Dataset division: If the output data of training the primary learner is used to directly train the mate learner of stacking, it will cause the risk of overfitting. Therefore, we used a five-fold cross-validation method to process the two datasets. Firstly, datasets are divided into training dataset and testing dataset in 7:3. Then, the training dataset is divided into five equal parts, of which four-fold data are used to train CNN and SVM, and the remaining one-fold data are predicted and classified by the primary learner as the training dataset of the meta learner. For the testing dataset, the information extracted by the primary learner five times are averaged as the input of the mate learner for classification output.

4.2. Evaluation Criteria

To evaluate the classification effect of the GA-stacking model, accuracy, precision, sensitivity, and specificity defined by the confusion matrix parameters and F1-measure are used as the Performance metrics.

A c c u r a c y = \frac{T P + T N}{T P + T N + F P + F N}

(9)

P r e c i s i o n = \frac{T P}{T P + F P}

(10)

S e n s i t i v i t y = \frac{T P}{T P + F N}

(11)

S p e c i f i c i t y = \frac{T N}{T N + F P}

(12)

F 1 = \frac{2 \times P r e c i s i o n \times S e n s i t i v i t y}{P r e c i s i o n + S e n s i t i v i t y}

(13)

Accuracy represents the proportion of the correct samples predicted by the model. Precision is the proportion of the samples diagnosed as diabetes by the model that actually have diabetes. Sensitivity in this article refers to the probability that the diagnosis is correct in patients with diabetes. Specificity in this article refers to the probability that the diagnosis is correct in people without diabetes. The F1-measure is the harmonic mean value between the precision in Equation (10) and the sensitivity of Equation (11).

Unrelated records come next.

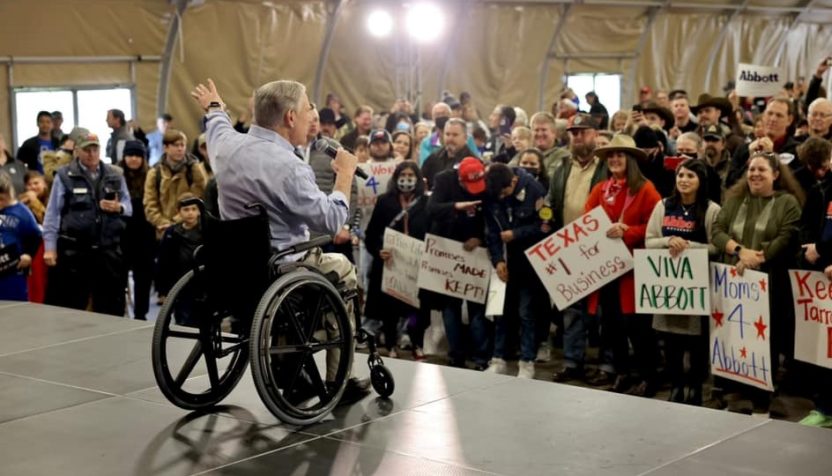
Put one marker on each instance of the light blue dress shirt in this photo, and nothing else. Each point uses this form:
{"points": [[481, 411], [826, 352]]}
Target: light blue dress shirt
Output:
{"points": [[261, 167]]}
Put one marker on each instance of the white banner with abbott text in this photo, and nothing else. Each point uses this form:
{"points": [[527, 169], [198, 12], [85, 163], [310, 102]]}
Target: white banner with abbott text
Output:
{"points": [[448, 269], [400, 275], [812, 293], [579, 258], [740, 326], [668, 285], [758, 81]]}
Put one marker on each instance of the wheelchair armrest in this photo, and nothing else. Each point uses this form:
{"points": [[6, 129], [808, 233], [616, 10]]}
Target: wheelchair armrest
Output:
{"points": [[301, 247]]}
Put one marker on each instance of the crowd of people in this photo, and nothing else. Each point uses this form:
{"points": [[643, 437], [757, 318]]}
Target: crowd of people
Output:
{"points": [[745, 178]]}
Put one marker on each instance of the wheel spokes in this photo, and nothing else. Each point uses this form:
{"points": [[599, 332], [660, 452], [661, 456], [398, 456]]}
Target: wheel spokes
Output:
{"points": [[189, 365]]}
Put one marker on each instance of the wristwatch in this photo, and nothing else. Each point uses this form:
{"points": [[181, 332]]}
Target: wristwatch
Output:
{"points": [[213, 105]]}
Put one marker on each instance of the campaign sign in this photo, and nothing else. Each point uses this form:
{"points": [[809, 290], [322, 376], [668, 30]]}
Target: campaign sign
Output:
{"points": [[740, 326], [448, 269], [812, 293], [579, 258], [757, 81], [668, 285], [400, 275], [496, 296], [378, 178]]}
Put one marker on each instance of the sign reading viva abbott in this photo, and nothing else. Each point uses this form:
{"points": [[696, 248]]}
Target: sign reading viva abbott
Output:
{"points": [[668, 285], [448, 269], [579, 258], [812, 292], [740, 326]]}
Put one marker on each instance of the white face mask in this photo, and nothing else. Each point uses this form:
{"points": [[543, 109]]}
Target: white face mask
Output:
{"points": [[406, 184]]}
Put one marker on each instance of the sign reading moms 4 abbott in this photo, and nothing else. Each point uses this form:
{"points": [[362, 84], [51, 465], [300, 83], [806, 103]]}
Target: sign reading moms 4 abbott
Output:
{"points": [[450, 270], [579, 258], [740, 331], [754, 80], [812, 293], [667, 285], [378, 178], [400, 277]]}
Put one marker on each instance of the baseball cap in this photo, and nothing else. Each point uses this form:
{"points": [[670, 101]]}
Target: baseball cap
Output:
{"points": [[472, 175], [380, 134]]}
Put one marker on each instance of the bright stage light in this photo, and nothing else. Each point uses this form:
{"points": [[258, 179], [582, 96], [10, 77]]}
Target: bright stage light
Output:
{"points": [[425, 22], [380, 23]]}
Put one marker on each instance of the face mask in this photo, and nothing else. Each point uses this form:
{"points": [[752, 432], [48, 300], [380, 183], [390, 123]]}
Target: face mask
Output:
{"points": [[406, 184], [532, 170]]}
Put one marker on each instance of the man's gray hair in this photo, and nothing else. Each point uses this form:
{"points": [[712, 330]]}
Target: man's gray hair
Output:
{"points": [[457, 122], [273, 100]]}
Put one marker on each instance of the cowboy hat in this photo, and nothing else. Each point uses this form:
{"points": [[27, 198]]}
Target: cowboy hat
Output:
{"points": [[706, 100]]}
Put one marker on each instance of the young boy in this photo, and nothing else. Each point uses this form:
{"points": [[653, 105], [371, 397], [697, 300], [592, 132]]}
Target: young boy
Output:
{"points": [[20, 238], [176, 250]]}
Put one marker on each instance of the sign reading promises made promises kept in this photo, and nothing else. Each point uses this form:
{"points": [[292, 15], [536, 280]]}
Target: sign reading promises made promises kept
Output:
{"points": [[667, 285]]}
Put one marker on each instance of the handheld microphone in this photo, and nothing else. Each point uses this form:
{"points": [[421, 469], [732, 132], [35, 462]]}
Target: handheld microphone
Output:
{"points": [[321, 145]]}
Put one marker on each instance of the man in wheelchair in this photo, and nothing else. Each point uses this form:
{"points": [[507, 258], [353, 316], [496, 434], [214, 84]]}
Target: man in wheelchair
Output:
{"points": [[262, 167]]}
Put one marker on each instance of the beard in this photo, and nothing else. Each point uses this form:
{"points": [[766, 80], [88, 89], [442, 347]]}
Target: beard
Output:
{"points": [[583, 151]]}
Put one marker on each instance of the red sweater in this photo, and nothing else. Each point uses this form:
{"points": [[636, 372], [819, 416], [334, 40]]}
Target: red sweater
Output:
{"points": [[636, 215]]}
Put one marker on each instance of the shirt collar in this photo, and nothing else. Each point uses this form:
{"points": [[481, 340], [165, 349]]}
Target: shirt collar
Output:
{"points": [[271, 136]]}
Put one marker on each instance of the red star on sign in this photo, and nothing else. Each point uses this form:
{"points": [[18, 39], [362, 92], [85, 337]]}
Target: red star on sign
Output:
{"points": [[717, 318], [761, 328]]}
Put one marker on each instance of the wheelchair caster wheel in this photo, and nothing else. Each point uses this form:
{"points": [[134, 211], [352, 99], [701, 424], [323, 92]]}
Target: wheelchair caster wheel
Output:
{"points": [[382, 381]]}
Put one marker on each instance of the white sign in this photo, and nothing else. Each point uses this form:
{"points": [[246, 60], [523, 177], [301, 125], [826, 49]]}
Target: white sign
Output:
{"points": [[496, 296], [667, 285], [378, 179], [579, 258], [758, 81], [812, 293], [400, 275], [450, 270], [740, 326]]}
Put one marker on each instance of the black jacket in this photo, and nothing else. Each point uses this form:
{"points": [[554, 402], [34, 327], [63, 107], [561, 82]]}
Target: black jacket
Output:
{"points": [[445, 220], [386, 210], [29, 152], [440, 161]]}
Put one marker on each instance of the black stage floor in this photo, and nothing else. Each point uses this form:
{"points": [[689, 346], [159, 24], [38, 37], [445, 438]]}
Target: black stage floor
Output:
{"points": [[77, 396]]}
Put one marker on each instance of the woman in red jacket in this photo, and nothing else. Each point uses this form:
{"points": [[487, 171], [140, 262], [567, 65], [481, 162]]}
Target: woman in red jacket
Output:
{"points": [[628, 199]]}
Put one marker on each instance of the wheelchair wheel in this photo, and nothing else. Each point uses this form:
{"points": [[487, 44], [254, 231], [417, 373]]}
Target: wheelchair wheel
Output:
{"points": [[192, 339], [382, 380], [299, 316]]}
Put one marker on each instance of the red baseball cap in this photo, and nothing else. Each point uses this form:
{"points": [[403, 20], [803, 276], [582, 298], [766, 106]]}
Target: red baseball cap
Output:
{"points": [[472, 175]]}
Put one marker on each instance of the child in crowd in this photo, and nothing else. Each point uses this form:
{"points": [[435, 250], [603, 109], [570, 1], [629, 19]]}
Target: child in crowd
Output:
{"points": [[20, 238], [176, 250], [36, 197]]}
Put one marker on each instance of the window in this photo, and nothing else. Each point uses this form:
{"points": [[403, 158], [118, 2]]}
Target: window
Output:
{"points": [[606, 86], [90, 105]]}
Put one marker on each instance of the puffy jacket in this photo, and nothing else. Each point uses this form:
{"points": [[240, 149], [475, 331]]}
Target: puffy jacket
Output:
{"points": [[82, 221]]}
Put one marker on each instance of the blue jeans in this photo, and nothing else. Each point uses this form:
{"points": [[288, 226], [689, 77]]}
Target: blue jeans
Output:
{"points": [[455, 331], [528, 305], [575, 327]]}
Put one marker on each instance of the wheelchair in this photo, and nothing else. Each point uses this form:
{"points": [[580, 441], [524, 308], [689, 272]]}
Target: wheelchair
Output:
{"points": [[240, 303]]}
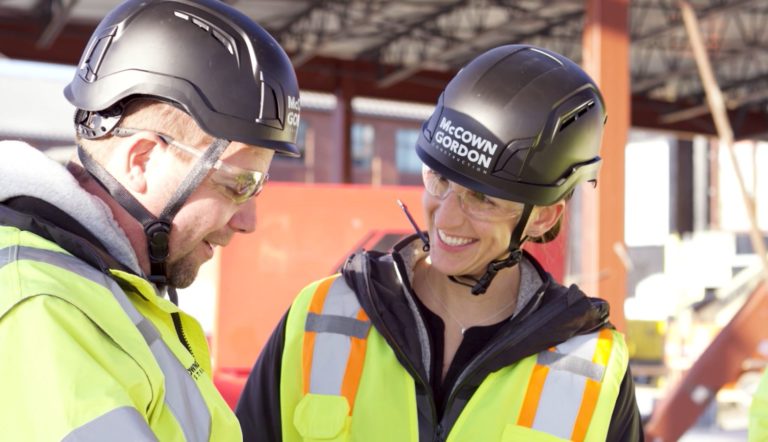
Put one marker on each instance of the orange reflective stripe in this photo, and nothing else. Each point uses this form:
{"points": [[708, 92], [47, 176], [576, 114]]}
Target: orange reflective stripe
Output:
{"points": [[532, 396], [316, 306], [592, 388], [587, 408], [354, 365], [604, 346]]}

4.3. Experiments and Results

The software environment of the experiment is Windows 10, which is equipped with Intel Core (TM) i5-8400 [email protected], 8G RAM, NVIDIA 1050ti graphics card. The deep learning algorithms used are Pytorch 1.4.0.

4.3.1. Evaluation between Different Models on Qingdao Physical Examination Dataset

In order to have a clear understanding of the correlation of the attributes in the Qingdao physical examination dataset, we have drawn a feature correlation heatmap, as shown in Figure 3. The bluer the color in the picture, the smaller the correlation, and the more purple the color, the higher the correlation. It can be seen from Figure 3 that the redundancy between most of the attributes is small, but the redundancy between a small part of the attributes is relatively large. So, it is necessary to extract a representative attribute subset.

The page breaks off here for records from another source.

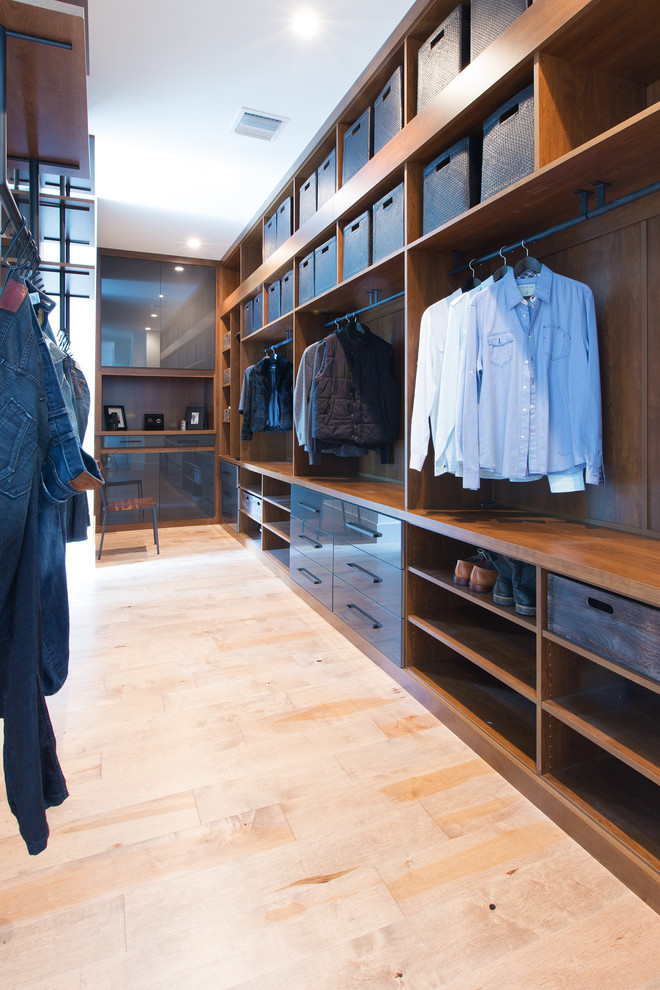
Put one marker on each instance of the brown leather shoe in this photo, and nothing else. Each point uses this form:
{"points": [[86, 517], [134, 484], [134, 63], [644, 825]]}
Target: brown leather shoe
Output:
{"points": [[482, 579]]}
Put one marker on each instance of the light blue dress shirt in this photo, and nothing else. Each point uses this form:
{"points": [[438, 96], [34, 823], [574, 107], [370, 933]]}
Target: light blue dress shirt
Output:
{"points": [[532, 403]]}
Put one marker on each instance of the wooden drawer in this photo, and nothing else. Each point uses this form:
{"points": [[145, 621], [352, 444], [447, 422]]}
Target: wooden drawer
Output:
{"points": [[307, 538], [372, 531], [311, 576], [251, 504], [374, 577], [617, 628], [376, 624], [313, 507]]}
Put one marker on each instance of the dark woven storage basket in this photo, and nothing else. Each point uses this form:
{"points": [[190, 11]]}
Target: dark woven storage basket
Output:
{"points": [[387, 224], [357, 146], [307, 199], [273, 301], [508, 143], [488, 20], [326, 180], [247, 318], [284, 218], [443, 55], [270, 235], [388, 111], [325, 266], [450, 185], [286, 293], [306, 279], [258, 311], [357, 245]]}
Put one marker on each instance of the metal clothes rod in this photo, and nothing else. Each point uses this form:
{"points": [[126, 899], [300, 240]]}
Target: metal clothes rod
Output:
{"points": [[558, 228], [365, 309], [282, 343]]}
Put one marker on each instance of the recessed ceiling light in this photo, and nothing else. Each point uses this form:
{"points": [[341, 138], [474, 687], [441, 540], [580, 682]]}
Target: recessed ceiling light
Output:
{"points": [[306, 23]]}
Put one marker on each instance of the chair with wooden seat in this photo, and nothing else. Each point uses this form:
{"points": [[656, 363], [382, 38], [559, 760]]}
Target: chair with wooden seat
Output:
{"points": [[139, 504]]}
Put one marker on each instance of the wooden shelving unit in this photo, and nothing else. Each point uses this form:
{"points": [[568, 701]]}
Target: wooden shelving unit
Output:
{"points": [[574, 730]]}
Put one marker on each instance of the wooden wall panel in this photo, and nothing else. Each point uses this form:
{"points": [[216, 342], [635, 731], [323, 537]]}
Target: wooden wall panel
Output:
{"points": [[654, 372]]}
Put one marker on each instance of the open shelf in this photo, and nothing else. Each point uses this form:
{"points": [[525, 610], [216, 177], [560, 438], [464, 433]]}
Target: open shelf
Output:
{"points": [[496, 709], [444, 578], [497, 647]]}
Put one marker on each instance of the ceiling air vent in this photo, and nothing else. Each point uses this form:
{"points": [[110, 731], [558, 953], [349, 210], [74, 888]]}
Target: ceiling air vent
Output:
{"points": [[264, 126]]}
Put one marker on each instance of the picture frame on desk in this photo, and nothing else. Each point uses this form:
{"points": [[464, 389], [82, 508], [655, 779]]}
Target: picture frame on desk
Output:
{"points": [[114, 417], [195, 416]]}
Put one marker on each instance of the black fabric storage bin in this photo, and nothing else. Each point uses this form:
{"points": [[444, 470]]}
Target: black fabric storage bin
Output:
{"points": [[258, 311], [325, 266], [357, 146], [443, 55], [387, 224], [357, 244], [488, 20], [273, 301], [284, 217], [270, 235], [247, 318], [450, 185], [286, 293], [306, 279], [326, 180], [388, 111], [307, 199], [508, 143]]}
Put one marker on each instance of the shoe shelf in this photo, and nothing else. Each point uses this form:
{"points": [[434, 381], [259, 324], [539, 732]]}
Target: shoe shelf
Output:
{"points": [[444, 578], [499, 712], [506, 652], [619, 799]]}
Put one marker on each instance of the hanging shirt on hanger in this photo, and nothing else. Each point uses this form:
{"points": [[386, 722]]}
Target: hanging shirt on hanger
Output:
{"points": [[532, 387]]}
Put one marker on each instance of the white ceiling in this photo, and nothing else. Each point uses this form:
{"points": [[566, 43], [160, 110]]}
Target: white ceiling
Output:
{"points": [[167, 82]]}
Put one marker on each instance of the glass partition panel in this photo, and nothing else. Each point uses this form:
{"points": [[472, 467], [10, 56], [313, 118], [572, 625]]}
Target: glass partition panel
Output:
{"points": [[156, 314]]}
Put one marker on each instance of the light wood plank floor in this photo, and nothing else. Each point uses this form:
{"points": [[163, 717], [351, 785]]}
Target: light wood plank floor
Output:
{"points": [[255, 805]]}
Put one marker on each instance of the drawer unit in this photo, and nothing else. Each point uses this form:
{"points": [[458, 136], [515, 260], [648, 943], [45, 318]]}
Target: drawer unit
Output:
{"points": [[311, 576], [357, 245], [373, 577], [374, 623], [508, 144], [286, 293], [388, 110], [357, 146], [326, 180], [273, 301], [307, 199], [372, 531], [251, 504], [615, 627], [312, 542], [314, 507]]}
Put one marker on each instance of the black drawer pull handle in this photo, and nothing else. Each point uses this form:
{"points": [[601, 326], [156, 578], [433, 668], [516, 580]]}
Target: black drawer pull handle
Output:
{"points": [[374, 577], [601, 606], [365, 532], [308, 539], [365, 615], [315, 580]]}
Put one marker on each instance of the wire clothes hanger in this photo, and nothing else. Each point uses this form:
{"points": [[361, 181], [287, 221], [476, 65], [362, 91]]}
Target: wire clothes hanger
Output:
{"points": [[473, 281], [528, 265], [503, 269]]}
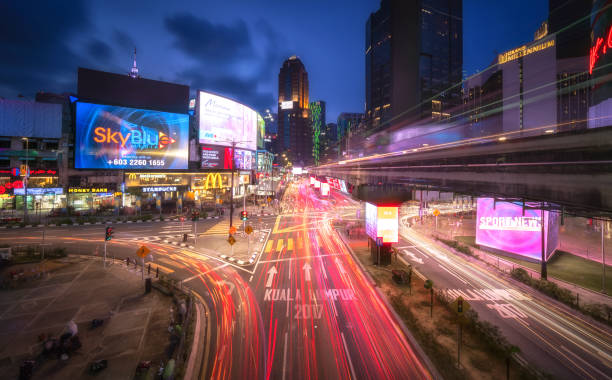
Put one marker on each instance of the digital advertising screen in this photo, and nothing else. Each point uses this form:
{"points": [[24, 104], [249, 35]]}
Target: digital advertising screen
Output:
{"points": [[213, 157], [506, 227], [382, 222], [111, 137], [222, 120]]}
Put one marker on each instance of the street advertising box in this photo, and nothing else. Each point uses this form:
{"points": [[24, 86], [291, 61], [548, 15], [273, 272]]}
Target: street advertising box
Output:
{"points": [[382, 222], [507, 227], [111, 137]]}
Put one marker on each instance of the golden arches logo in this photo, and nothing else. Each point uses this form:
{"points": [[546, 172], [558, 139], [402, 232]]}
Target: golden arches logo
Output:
{"points": [[212, 179]]}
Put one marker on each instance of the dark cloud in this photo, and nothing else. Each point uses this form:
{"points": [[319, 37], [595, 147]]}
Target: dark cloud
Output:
{"points": [[205, 41], [99, 50], [35, 45], [242, 90], [123, 40], [219, 49]]}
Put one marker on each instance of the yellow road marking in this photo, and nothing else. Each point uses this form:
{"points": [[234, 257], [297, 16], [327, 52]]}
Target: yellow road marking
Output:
{"points": [[269, 245]]}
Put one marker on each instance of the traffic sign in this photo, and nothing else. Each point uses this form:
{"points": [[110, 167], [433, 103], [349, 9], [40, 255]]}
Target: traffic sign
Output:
{"points": [[460, 306], [143, 251]]}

Table 1 shows the performance comparison of KNN, SVM, LR, NB, CNN, and stacking using GA or not. It can be seen from the table that adding GA before data input to the model can reduce the prediction time, while the accuracy, precision, sensitivity, specificity, and F1-score increase by more than 0.1%. It also shows that on the redundant dataset, using GA not only effectively improves the prediction efficiency, but is also helpful to improve the performance of the model.

Comparing with the performance of KNN, SVM, LR, NB, and CNN, GA-CNN showed the best performance. The average accuracy is 85.08%, and the average precision, sensitivity, specificity, and F1-score are 100%, 30.10%, 100%, and 46.27%, respectively. The performance of GA-SVM is second only to GA-CNN, with an accuracy of 84.48%, and its precision, sensitivity, specificity, and F1-score are better than other machine learning algorithms. Finally, SVM is selected as another primary learner of stacking, so that the proposed algorithm could extract potential information while being suitable for binary classification problems.

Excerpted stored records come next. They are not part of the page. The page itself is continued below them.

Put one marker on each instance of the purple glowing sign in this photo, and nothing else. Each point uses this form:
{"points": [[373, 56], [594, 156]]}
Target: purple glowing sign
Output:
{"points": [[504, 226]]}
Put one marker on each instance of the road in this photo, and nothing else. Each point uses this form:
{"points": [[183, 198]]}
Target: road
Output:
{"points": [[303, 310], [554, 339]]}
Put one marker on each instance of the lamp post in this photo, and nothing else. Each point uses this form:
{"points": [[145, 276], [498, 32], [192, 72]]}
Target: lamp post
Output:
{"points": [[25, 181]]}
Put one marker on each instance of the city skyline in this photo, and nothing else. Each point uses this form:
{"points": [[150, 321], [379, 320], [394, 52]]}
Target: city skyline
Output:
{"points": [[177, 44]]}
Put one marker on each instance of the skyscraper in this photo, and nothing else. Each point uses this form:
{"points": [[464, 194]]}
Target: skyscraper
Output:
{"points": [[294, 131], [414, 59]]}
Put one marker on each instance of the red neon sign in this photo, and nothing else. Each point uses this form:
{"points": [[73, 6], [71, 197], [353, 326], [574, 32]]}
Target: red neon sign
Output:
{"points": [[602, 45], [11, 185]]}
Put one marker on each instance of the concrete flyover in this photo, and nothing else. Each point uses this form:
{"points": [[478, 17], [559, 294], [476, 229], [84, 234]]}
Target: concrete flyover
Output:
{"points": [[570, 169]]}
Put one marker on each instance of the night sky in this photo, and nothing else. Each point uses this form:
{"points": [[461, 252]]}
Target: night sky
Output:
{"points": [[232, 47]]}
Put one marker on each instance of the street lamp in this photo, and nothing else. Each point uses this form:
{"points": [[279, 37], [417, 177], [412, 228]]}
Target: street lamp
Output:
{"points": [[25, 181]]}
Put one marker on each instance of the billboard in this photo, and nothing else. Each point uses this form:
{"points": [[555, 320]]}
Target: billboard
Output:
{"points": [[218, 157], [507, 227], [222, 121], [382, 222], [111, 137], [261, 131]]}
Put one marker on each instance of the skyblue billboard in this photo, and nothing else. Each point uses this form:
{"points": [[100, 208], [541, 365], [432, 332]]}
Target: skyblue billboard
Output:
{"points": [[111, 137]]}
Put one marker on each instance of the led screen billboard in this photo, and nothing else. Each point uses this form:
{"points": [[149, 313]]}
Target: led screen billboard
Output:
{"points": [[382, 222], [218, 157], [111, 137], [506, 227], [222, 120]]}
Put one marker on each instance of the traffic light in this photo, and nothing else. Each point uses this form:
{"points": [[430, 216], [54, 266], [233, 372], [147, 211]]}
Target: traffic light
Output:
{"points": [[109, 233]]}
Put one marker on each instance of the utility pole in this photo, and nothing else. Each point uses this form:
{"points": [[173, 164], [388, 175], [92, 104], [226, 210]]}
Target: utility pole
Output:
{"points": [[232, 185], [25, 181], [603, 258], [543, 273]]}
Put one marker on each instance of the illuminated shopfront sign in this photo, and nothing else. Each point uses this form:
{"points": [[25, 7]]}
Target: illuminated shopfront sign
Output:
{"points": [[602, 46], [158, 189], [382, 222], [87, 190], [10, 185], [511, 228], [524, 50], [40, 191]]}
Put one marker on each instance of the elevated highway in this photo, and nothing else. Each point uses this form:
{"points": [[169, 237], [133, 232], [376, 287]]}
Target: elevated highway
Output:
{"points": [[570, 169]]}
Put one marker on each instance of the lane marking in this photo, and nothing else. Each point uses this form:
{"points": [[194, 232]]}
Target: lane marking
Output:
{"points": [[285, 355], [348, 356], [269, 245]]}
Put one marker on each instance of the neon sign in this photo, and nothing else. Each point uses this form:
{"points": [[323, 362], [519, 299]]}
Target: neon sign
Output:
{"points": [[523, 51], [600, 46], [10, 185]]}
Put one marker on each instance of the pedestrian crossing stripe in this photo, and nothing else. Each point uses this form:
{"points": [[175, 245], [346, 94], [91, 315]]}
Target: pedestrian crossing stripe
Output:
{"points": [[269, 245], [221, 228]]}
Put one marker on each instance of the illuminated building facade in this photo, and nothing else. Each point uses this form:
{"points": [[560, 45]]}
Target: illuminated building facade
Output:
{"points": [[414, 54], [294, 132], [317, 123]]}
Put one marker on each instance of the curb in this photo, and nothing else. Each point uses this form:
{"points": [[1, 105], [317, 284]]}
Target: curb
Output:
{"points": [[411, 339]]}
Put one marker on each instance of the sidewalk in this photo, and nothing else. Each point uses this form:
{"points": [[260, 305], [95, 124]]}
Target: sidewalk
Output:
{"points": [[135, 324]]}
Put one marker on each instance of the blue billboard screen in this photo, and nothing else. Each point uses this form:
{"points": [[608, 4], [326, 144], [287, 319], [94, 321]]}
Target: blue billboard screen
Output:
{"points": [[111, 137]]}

Table 1 shows the performance of the proposed GA-stacking on the Qingdao physical examination dataset. The average accuracy is 85.88%, and the average precision, sensitivity, specificity, and F1-score are 96.12%, 39.24%, 99.92%, and 55.73%, respectively. Comparing the performance of machine learning algorithms in the table, the accuracy has increased by more than 1%, and the F1-score has increased by more than 7%. The above results indicate that GA-stacking is superior to other machine learning methods in performance metrics such as accuracy, precision, recall, and F1-score. So, GA-stacking is more suitable for the early prediction of diabetes.

4.3.2. Evaluation between Different Models on the Early-Stage Diabetes Risk Prediction Dataset Published by UCI

In addition, we also verified the generalization ability of GA-stacking on the early-stage diabetes risk prediction dataset published by UCI. To obtain higher-accuracy results, data preprocessing is performed, which includes coding, discretization, normalization, and dataset division. Table 2 lists the performance comparisons of KNN, SVM, LR, NB, CNN, and GA-stacking. The model we proposed is more effective in predicting diabetes risk. In terms of accuracy, compared with traditional machine learning algorithms, it has been improved. It is also 9.61%, 5.17%, and 1.92% higher than NB, LR, and KNN, respectively. In addition, comparing the accuracy of the two primary learners of CNN and SVM, the accuracy has been increased by 1.92% and 1.91%. In terms of precision, sensitivity, and FI score, GA-stacking reached 100%, 96.77%, and 98.36%. Except for the slightly lower sensitivity, all other performance metrics achieved the best results.

Several similar works are available in the literature. Table 3 presents the comparative results between studies. The system architecture proposed by M. M. Faniqul Islam et al. used NB, J48, LR, and RF for risk prediction. Among them, RF had the highest accuracy rate of 97.40% [3]. Alpan et al. conducted experimental comparisons on seven algorithms including BN, NB, J48, RT, RF, KNN, and SVM. Among them, the accuracy of the KNN after using the 10-fold cross-validation technique to split the training data set and the test data set was the highest, reaching 98.07% [4]. Marques Gonçalo applied neural network to diabetes risk prediction on the early-stage diabetes risk prediction dataset published by UCI. The AUC and accuracy were 98.3% and 98.1%, respectively, which were better than machine learning algorithms such as NB, KNN, SVM, and RF [5]. Tushar Sarkar et al. proposed XBNet, using gradient boosted tree updates the weights of each layer in the neural network, which increases the model’s interpretability and performance. We conducted experiments on the UCI dataset according to the code provided by the author, and the final accuracy was 80.00% [17]. Comparing [3,4,5], we can find that the accuracy of NB, SVM, KNN, etc., with different data preprocessing methods is lower than GA-stacking. Moreover, in [17], when XBNet is used on different datasets, the accuracy fluctuates greatly, and the generalization ability is weak.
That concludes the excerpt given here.